Residents falling victim to IRS scam

March 12, 2014

By Administrator

New: March 12, 12:23 p.m.

Sammamish police are warning residents to beware of a scam where someone calls and says they are collecting back taxes. The scam often seems to target people of Indian or Pakistani descent.

The scam has become common in the city, registering multiple instances of it in just the past week, said Sgt. Tony Garza of the Sammamish Police Department.

Typically, the caller, who is often described as having an Indian accent, calls and tells the person that he is with the Internal Revenue Service. Sometimes, they might say they are with some other government agency.

Often, the caller makes up an official sounding name for an agency that doesn’t really exist, said Sammamish police Det. Bill Albright.

The caller will say that someone is on the way to arrest the person, or someone in their household, because they owe back taxes. They will direct the person to purchase money packs or wire the money in some fashion.

Some people have been taken for thousands of dollars through this scam. Albright said he’s heard of scammers taking in $150,000 in a day.

People who get the call should not be fooled.

“No. 1, the IRS does not have powers of arrest,” Albright said. “They’re not going to send the FBI.”

Also, the IRS does not accept things like money packs or gift cards from stores as payment. People who do owe back taxes may see their wages garnished, but they won’t be expected to wire money to anyone, Albright said.

The cases are extremely difficult for police to investigate, so those who lose money are not likely to get it back.

Police can’t simply run down the number which called because it is extremely easy to fool caller ID systems and route a phone call through a different number than the one actually calling, Garza explained.

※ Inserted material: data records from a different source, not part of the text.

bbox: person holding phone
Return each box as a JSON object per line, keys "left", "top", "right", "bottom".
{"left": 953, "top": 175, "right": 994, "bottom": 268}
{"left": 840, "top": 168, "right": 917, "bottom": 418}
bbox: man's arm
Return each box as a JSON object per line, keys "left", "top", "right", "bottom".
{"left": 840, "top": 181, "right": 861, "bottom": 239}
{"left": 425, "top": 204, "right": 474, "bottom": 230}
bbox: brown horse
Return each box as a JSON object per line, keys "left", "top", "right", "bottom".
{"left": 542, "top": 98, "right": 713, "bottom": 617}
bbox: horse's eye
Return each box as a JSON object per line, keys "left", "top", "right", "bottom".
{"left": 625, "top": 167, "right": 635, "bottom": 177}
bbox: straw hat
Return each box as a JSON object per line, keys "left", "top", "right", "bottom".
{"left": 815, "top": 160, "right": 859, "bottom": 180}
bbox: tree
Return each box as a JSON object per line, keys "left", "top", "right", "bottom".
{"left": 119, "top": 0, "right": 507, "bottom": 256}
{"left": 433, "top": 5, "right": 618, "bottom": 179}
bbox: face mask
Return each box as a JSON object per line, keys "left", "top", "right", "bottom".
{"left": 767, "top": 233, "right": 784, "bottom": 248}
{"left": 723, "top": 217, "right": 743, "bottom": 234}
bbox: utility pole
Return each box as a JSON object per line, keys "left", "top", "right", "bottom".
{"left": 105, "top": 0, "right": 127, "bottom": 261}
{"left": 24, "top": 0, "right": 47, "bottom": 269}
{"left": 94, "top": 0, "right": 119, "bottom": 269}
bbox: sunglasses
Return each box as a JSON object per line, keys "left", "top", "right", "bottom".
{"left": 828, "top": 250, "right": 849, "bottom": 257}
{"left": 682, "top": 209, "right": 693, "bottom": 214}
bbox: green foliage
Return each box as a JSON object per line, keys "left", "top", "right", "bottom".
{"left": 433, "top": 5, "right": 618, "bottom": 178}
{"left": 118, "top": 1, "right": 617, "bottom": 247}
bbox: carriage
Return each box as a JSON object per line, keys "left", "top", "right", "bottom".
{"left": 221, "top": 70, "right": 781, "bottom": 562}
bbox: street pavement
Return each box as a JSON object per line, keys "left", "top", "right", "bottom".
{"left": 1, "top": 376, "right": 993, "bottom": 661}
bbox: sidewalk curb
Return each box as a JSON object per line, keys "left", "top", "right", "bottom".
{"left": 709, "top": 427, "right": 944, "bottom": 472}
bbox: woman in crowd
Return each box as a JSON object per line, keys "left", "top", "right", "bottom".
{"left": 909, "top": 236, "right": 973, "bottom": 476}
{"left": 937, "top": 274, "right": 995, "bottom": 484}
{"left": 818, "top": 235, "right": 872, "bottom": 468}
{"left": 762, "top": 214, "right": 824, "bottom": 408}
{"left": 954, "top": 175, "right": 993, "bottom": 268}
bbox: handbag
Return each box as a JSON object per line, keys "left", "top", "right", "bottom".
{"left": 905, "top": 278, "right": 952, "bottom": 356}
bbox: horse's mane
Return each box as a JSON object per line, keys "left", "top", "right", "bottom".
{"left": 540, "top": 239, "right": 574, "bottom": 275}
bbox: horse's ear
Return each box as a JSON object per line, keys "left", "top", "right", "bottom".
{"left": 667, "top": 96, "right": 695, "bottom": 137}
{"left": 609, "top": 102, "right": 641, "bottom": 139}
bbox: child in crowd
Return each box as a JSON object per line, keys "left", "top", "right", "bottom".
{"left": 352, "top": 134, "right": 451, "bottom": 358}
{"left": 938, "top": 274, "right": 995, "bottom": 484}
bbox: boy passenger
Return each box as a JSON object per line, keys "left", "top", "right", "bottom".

“One routed the number through a state senator’s office in Olympia,” he said.

The location to which the money is wired is also suspect, Albright said. He noted that once someone has the necessary numbers, they can pick up the funds anywhere in the world, not just the location to which it was sent. Even if police know where the money was picked up, there may be nothing they can do.

“A lot of them could be in a third-world country,” Albright said.